A few minutes walk from the hotel—the Hilltop—in the university section of Tokyo, down what is almost an alley to a place you would never find if they hadn’t told you. I don’t remember its name—a soba restaurant, an animated, harmonious room filled mainly with men in business suits. Not another western face to be seen. The buckwheat noodles, freshly made in full view in the kitchen, are served with various sauces in lacquer boxes that are soon piled in front of you. Inexpensive and delicious, and the reason you travel—to enter another world.
K.S.
BALSAMIC VINEGAR
Balsamic vinegar, deep brown in color and aromatic, is a product of Modena, a city also renowned for zampone, a sausage that earned the heartfelt praise of Garibaldi.

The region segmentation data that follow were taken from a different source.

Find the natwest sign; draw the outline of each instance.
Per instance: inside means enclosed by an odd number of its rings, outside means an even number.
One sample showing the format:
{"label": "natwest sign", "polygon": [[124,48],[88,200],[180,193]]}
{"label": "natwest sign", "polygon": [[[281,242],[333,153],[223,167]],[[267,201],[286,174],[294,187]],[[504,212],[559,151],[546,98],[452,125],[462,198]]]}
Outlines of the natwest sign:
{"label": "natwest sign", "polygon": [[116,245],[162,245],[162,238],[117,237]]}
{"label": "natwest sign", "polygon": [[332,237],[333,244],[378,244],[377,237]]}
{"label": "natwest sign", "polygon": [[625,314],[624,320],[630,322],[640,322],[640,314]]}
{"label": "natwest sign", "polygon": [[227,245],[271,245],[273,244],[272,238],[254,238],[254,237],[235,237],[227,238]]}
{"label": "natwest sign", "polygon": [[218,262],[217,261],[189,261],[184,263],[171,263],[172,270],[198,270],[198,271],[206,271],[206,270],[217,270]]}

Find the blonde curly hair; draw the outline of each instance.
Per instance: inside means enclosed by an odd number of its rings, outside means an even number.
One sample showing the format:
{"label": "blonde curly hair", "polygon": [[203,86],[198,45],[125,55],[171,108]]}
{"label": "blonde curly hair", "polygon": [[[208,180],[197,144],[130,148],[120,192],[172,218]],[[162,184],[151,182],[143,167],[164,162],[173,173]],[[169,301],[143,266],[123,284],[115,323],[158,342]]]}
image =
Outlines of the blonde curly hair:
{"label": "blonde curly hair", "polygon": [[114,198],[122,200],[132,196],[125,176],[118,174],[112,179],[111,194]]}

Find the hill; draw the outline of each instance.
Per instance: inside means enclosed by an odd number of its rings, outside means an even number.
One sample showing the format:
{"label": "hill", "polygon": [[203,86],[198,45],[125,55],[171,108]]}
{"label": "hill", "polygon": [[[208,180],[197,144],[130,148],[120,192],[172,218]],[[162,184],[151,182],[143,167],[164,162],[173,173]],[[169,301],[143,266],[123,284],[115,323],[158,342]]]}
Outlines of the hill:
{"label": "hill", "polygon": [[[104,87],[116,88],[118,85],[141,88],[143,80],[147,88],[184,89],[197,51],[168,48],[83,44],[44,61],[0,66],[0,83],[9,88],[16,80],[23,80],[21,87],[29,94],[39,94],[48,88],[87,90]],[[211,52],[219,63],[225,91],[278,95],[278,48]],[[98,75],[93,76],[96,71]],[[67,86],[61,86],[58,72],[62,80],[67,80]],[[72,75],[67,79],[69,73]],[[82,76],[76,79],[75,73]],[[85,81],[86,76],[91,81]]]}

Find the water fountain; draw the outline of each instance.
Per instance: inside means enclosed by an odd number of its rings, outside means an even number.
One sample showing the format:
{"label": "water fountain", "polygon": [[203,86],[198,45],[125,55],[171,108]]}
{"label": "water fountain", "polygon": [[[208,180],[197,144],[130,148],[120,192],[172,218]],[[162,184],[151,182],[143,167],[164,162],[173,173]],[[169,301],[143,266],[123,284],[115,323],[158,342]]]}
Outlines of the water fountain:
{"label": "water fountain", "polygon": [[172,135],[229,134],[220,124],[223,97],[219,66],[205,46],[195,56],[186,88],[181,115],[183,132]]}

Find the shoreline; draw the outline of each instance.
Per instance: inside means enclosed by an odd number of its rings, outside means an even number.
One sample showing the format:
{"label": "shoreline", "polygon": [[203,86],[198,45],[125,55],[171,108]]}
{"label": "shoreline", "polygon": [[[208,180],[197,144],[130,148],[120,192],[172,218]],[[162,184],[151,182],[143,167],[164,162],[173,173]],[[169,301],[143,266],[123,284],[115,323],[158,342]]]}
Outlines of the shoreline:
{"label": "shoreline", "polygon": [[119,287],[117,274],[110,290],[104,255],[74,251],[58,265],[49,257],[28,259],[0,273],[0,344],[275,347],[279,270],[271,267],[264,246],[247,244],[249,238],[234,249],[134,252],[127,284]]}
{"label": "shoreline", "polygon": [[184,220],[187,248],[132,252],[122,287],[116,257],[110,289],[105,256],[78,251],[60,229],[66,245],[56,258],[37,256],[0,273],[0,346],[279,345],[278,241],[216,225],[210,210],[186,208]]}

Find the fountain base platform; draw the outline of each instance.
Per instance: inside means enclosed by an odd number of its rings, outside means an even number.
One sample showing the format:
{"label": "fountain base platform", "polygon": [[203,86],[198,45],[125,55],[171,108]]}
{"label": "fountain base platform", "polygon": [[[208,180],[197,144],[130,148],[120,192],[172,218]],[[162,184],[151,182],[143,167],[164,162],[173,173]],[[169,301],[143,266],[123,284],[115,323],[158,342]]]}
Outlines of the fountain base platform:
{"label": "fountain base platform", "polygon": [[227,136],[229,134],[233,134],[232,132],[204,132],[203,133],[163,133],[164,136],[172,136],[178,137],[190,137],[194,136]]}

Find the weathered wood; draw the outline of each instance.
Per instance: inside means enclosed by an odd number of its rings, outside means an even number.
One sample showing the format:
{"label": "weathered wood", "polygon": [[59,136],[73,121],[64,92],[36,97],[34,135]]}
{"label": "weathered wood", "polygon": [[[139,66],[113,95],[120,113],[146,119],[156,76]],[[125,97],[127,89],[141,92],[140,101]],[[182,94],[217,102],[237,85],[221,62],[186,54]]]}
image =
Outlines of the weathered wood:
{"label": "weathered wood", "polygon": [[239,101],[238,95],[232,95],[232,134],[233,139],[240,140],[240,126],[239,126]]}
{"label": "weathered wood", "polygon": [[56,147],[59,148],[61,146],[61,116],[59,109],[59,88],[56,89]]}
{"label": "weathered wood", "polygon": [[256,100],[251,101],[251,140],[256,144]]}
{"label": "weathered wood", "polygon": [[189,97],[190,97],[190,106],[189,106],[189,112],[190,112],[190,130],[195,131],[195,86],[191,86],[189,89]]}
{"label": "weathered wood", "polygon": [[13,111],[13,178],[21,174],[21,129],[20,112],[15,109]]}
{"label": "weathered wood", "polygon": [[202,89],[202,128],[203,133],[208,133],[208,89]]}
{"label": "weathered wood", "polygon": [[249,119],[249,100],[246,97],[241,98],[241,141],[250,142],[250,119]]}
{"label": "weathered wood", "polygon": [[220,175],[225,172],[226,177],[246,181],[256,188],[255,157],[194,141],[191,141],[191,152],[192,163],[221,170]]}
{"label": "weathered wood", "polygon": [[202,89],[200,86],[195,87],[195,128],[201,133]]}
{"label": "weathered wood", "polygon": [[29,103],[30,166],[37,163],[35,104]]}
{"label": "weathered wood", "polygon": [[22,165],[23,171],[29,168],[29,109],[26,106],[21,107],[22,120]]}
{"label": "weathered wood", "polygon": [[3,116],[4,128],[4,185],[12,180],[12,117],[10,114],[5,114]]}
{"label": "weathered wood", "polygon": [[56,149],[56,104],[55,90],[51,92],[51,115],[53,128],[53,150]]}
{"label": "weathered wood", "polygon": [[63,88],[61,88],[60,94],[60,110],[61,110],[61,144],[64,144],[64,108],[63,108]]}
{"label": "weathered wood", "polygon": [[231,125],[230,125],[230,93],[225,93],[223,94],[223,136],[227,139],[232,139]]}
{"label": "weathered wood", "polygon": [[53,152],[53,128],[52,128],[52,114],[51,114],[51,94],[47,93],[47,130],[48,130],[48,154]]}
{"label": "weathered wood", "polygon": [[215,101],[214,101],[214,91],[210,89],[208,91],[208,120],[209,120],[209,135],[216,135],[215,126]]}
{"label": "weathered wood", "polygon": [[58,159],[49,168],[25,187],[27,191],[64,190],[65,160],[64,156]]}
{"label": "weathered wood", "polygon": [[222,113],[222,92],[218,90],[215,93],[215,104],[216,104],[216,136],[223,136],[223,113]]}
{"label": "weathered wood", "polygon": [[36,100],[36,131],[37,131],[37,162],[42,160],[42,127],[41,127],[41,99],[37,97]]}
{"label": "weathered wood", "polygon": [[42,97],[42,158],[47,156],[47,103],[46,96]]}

The genuine vinegar, as made in country houses in the region, can take thirty or forty years or even generations to produce, being moved with exceeding slowness through a series of wooden casks—oak, chestnut, and juniper—absorbing their flavors as well as those of the preceding vinegar. There is evaporation during the hot summers and maturing in the cold, damp winters. The liquid is so prized that in centuries past, small quantities have figured in wills and bequests.
The unique flavor, sweet and tart, is powerful, and only a few drops added to a regular vinegar-and-oil salad dressing, a pasta sauce, or the sauce of cooked meat or chicken will enhance it. Genuine balsamic vinegar is hard to find. The commercial variety is only okay. “Balsamic” means “health-giving.” In earlier times the vinegar was used medicinally, and it still can serve as a digestif.
ESCOFFIER
Auguste Escoffier is considered by many to be the greatest chef in the history of cooking. Born on this day in 1846, he may hold the record for the longest active career in the field. He went to work at age thirteen in his uncle’s restaurant in Nice. Six years later, he was a chef in his own right in Paris, and by the time he was in his early forties, he was in charge of the kitchen at the world-famous Savoy Hotel in London.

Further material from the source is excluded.